The Associated Press reported that Hilarion told Russian media after the meeting that he and the pope “discussed specific dates and venues today, but they are yet to be specified and agreed so we can’t announce the date and place yet.”
The Holy See press office did not address a possible second meeting in its summary of the meeting, which took place in a room at the Paul VI Hall, where the pope holds general audiences.
It said: “During the conversation, which took place in a spirit of fraternity, a number of issues were discussed that are a cause for common concern and facing which there is a shared commitment to seek concrete human and spiritual solutions.”
“During the meeting, the Holy Father was able to express his gratitude for the good wishes for his 85th birthday, brought by Metropolitan Hilarion on behalf of Patriarch Kirill.”
“For his part, the pope expressed feelings of affection and closeness to the Russian Church and its Patriarch Kirill, who recently celebrated his 75th birthday, recalling with gratitude the journey of fraternity made together and the conversation they had in Havana in 2016.”
The press office added that the pope and the Russian leader exchanged gifts, with Hilarion giving Francis an icon of Our Lady of the Sign, in which the Virgin Mary stands face-on with her hands raised in prayer.
The pope gave a mosaic of Our Lady, synkatabasis [condescendence] of God, as well as papal documents including his 2022 World Peace Day message and Document on Human Fraternity.
The meeting, which began at 7:50 a.m, ended shortly before 8:50 a.m., the press office said.
During his in-flight press conference, the pope underlined that he was willing to meet with Patriarch Kirill in Russia.

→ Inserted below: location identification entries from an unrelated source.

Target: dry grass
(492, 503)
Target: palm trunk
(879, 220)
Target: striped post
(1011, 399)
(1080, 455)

“I’m always willing to go to Moscow to talk to a brother, there are no protocols,” he said.
Metropolitan Hilarion, who spoke at the International Eucharistic Congress in Hungary in September, responded to the pope’s comments during the press conference by confirming that a possible meeting with the patriarch was on the agenda.
“Among these issues is a possible meeting of Pope Francis and Patriarch Kirill. Neither the venue nor the date of this meeting have been determined for now,” he said, according to the Russian news agency Tass.
Metropolitan Hilarion also met with the pope at the Vatican in October, after which he said that a potential papal trip to Russia would be “impossible at the moment.”
Pope Francis has sought to strengthen Catholic-Orthodox ties since his election in 2013. During his recent trip to Cyprus and Greece, he met with local Orthodox leaders.
He apologized for the ways that Catholics have contributed to division with Orthodox Christians during a meeting with Ieronymos II, archbishop of Athens and All Greece, on Dec. 4.
The pope has formed a close bond with Ecumenical Patriarch Bartholomew I of Constantinople, the spiritual leader of the world’s estimated 300 million Orthodox Christians.
But the Russian Orthodox Church severed ties to the Ecumenical Patriarchate of Constantinople in 2018 after Bartholomew I confirmed that he intended to recognize the independence of the Orthodox Church of Ukraine.